The applicable disclosure in the Registration Statement has been revised in response to this Comment. Please see pages 60 and 67 of Amendment No. 1.

Comment 11: We note your disclosure on page 71 that representatives of Cravath reviewed with Starwood’s board the terms of, and considerations with respect to, a forum selection bylaw. Please revise to more specifically describe the terms and considerations reviewed with respect to a forum selection bylaw and the reasons such forum selection bylaw was considered by the board.

The applicable disclosure in the Registration Statement has been revised in response to this Comment. Please see pages 71 and 72 of Amendment No. 1.


Jennifer Gowetski, Special Counsel, Office of Real Estate and Commodities

Jaime John, Accounting Branch Chief

Kristi Marrone, Staff Accountant

Sandra B. Hunter, Staff Attorney

January 27, 2016

Page 5

 

Opinions of Starwood’s Financial Advisors, page 78

Comment 12: Please revise your disclosure to describe the method of selection of Citigroup Global Markets Inc. and Lazard Frères & Co. LLC. Please also describe the qualifications of these firms or advise. Please refer to Item 1015(b) of Regulation M-A.

The applicable disclosure in the Registration Statement has been revised in response to this Comment.

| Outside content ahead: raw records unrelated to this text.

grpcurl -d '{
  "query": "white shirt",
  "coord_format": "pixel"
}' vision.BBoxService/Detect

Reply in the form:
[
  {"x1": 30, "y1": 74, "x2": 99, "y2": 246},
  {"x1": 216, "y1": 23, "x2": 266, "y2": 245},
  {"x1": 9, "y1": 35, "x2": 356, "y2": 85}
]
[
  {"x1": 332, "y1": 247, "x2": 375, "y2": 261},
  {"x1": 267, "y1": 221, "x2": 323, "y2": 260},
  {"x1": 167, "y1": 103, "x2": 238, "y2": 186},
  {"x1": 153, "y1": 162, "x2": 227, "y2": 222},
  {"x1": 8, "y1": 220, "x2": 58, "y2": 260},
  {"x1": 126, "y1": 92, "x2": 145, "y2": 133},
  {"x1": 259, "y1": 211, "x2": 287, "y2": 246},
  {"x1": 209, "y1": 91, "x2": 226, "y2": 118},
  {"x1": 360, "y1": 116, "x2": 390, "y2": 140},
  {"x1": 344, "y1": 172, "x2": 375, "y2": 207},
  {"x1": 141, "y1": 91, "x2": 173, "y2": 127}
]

Please see pages 81 and 84 of Amendment No. 1.

Notes to the Unaudited Pro Forma Condensed Combined Financial Statements Giving Effect to the Transactions, page 151

Note 4. Preliminary Allocation of Consideration Transferred to Net Assets Assumed, page 153

Comment 13: Please consider expanding you sensitivity analysis to include a range of prices for Marriott common shares that is inclusive of all actual fluctuations experienced since the announcement of the merger. In that regard, we note that the price of your common stock has experienced a decrease of greater than 10% since the November 16, 2015 measurement date presented in this filing. Additionally, tell us whether you intend to update the purchase price allocation reflected in your pro forma financial statements to reflect a more recent stock price closer to the closing date.

The sensitivity analysis in the Registration Statement has been revised to reflect more recent stock prices in response to this Comment. Please see page 155 of Amendment No. 1.

The purchase price allocation in the Registration Statement has been revised to reflect stock prices as of the most recent practicable date in response to this Comment. Please see page 154 of Amendment No. 1.

Comment 14: Please explain to us how you calculated the variable component of the royalty fees included in adjustment (e) for each of the periods presented.

The applicable disclosure in the Registration Statement has been revised in response to this Comment. Please see page 162 of Amendment No. 1.


Jennifer Gowetski, Special Counsel, Office of Real Estate and Commodities

Jaime John, Accounting Branch Chief

Kristi Marrone, Staff Accountant

Sandra B. Hunter, Staff Attorney

January 27, 2016

Page 6

 

If you have any questions or comments or require further information with respect to the foregoing, please do not hesitate to call the undersigned at (202) 955-8593.

Sincerely,

Stephen I. Glover, Esq.

 

cc: Jonathan L. Corsico, Esq., Gibson, Dunn & Crutcher LLP
     Edward A. Ryan, Esq., Executive Vice President and General Counsel, Marriott International, Inc.